Most of the shortcode cleanup is genuinely manual. Once Divi is no longer rendering, you'll find pages littered with [et_pb_section] and similar shortcode fragments, plus gaps where a module used to be, and you fix those by hand or with careful search-and-replace. No plugin does it perfectly, so budget the time honestly.
On hosting: managed hosts like Cloudways bundle one-click staging and automated backups, which is exactly the workflow this migration needs. You clone to staging, rebuild and switch off Divi there, confirm every page renders in native blocks, then push live — turning a risky switch into a calm one.
07Pitfalls: leftover shortcodes and lost styling
Two problems catch nearly every Divi move, and both are avoidable once you expect them. They appear the moment Divi stops rendering your pages, so trigger that on staging where the mess can't reach real visitors.
The first is leftover shortcodes. Any page you didn't fully rebuild shows raw Divi shortcode text once Divi isn't rendering it. The second is lost styling: spacing, colors, and fonts Divi applied globally disappear, because that styling lived in Divi's settings, not in a clean theme.
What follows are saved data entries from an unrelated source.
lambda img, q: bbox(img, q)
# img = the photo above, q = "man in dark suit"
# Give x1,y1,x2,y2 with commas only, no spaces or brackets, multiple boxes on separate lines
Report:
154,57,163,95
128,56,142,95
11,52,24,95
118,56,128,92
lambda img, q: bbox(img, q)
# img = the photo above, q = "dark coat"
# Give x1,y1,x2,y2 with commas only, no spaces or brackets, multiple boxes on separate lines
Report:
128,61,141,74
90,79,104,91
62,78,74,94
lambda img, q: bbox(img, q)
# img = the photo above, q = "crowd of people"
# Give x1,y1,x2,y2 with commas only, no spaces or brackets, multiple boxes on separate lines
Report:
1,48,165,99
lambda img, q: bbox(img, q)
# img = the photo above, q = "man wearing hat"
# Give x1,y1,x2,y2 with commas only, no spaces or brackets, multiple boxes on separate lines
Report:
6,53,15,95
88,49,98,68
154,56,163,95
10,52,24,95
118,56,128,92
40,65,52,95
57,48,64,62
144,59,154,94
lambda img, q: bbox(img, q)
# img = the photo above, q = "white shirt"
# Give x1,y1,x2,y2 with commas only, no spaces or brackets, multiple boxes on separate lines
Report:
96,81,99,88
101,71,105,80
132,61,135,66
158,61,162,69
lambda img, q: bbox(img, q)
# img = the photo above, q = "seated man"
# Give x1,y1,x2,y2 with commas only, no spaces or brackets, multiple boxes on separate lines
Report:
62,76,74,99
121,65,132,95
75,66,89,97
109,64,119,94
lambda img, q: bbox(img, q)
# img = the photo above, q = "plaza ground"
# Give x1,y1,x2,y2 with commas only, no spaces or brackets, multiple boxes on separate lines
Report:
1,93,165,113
Catch these before they go live
- Walk every page after switching off Divi on staging — any visible shortcode text marks a page you didn't finish rebuilding.
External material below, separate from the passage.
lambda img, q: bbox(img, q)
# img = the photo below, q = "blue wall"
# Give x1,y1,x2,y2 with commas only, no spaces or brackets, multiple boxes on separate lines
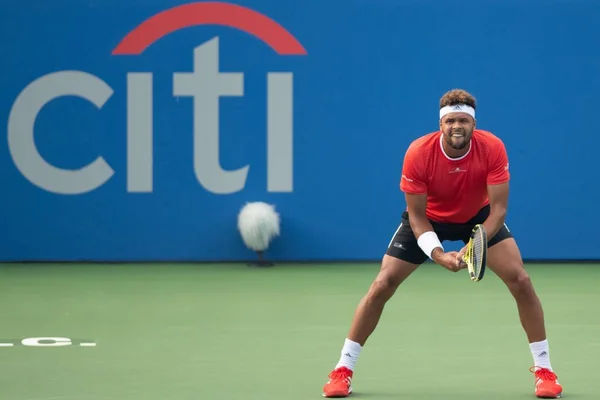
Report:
1,0,598,262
- Re-apply global styling in a block theme or its settings, since Divi's global colors, fonts, and spacing won't follow.
- Check mobile carefully. Divi handled responsive settings its own way, so your block layouts need their own mobile review.
- Don't delete Divi until you're sure. Switch away and confirm everything renders first, then remove it — keep it as a fallback while you finish.
Clear these on the staging copy and the live switch becomes a non-event. A page that looks right on staging with Divi switched off is a page that's genuinely free of it — that's the finish line for each one.
08FAQ
Is there a one-click way to convert Divi to Gutenberg?
No reliable one. Divi stores layouts in its own shortcode format that doesn't map onto native blocks, so converters at best lift plain text and some images. Plan to rebuild each page section by section in the block editor, and treat any conversion tool as a partial head start rather than a finished job.
Will moving from Divi to Gutenberg hurt my SEO?
Not if you keep URLs and headings the same. You're staying on WordPress, so slugs needn't change — and if they don't, there's nothing for Google to drop. Preserve the heading structure, leave your SEO plugin's titles untouched, and most sites see no ranking change beyond a usually-faster page.
What happens to my pages if I just switch off Divi?
Any page built in Divi breaks into raw shortcode text, because the layout only renders while Divi is active. That's exactly why you rebuild each page in blocks first and switch away from Divi only once every page already has a native version ready to take over.
Do I need to know any code to do this?
No. The rebuild is dragging native blocks into place in the editor, and the cleanup is checking pages and using a search-and-replace plugin. It's clicking and editing in a browser, not programming. If it still feels like too much, a managed host's support can handle the technical parts of the setup.
This is general, experience-based editorial guidance from running a theme shop, not financial or professional advice for your specific site. Verify plugin behavior and hosting features with the vendors and tools directly, and on a site carrying real revenue, treat that as the signal to test thoroughly on staging or bring in a professional.